ECLI:NL:RBZWB:2024:8930

Rechtbank Zeeland-West-Brabant

Datum uitspraak
4 november 2024
Publicatiedatum
23 december 2024
Zaaknummer
C/02/426800 / KG ZA 24-460
Instantie
Rechtbank Zeeland-West-Brabant
Type
Uitspraak
Procedures
  • Rekestprocedure
Rechters
  • mr. Voorn
Vindplaatsen
  • Rechtspraak.nl
AI samenvatting door LexboostAutomatisch gegenereerd

Vastlegging afspraken van partijen omtrent verkoop van de gezamenlijke woning

In deze zaak, behandeld door de Rechtbank Zeeland-West-Brabant op 4 november 2024, is een kort geding aanhangig gemaakt door de man tegen de vrouw, beide betrokken bij een affectieve relatie en gezamenlijk eigenaar van een woning. De man vorderde onder andere dat de vrouw zou worden veroordeeld tot betaling van de lasten verbonden aan de woning, medewerking zou verlenen aan de verkoop van de woning, en dat hij gemachtigd zou worden om namens haar de verkoop te regelen. De vrouw voerde verweer en concludeerde tot niet-ontvankelijkheid van de man in zijn vorderingen.

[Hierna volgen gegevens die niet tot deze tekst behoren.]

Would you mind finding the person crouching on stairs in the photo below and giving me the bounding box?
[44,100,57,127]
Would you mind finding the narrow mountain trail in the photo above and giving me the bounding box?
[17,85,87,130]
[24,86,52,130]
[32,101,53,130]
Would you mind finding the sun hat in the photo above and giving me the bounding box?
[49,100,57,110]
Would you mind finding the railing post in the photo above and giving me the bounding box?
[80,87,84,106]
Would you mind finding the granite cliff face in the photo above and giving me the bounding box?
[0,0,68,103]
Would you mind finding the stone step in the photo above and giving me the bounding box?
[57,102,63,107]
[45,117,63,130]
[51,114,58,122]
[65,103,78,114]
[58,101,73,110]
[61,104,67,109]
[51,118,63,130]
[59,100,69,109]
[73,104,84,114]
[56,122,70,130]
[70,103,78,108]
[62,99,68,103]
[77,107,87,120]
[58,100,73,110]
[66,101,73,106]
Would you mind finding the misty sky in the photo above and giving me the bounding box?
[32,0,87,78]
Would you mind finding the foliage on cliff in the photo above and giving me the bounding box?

Tijdens de mondelinge behandeling, die met gesloten deuren plaatsvond, zijn partijen tot overeenstemming gekomen over verschillende punten. De vrouw zou de man toegang verlenen tot de woning om spullen van hun kinderen op te halen, en zij zou bijdragen in de hypotheeklasten en belastingen na de uitschrijving van de man van het gezamenlijke adres. De voorzieningenrechter heeft de gemaakte afspraken bevestigd en beide partijen veroordeeld tot nakoming ervan, terwijl de overige vorderingen van de man zijn afgewezen. De proceskosten zijn gecompenseerd, zodat iedere partij zijn eigen kosten draagt.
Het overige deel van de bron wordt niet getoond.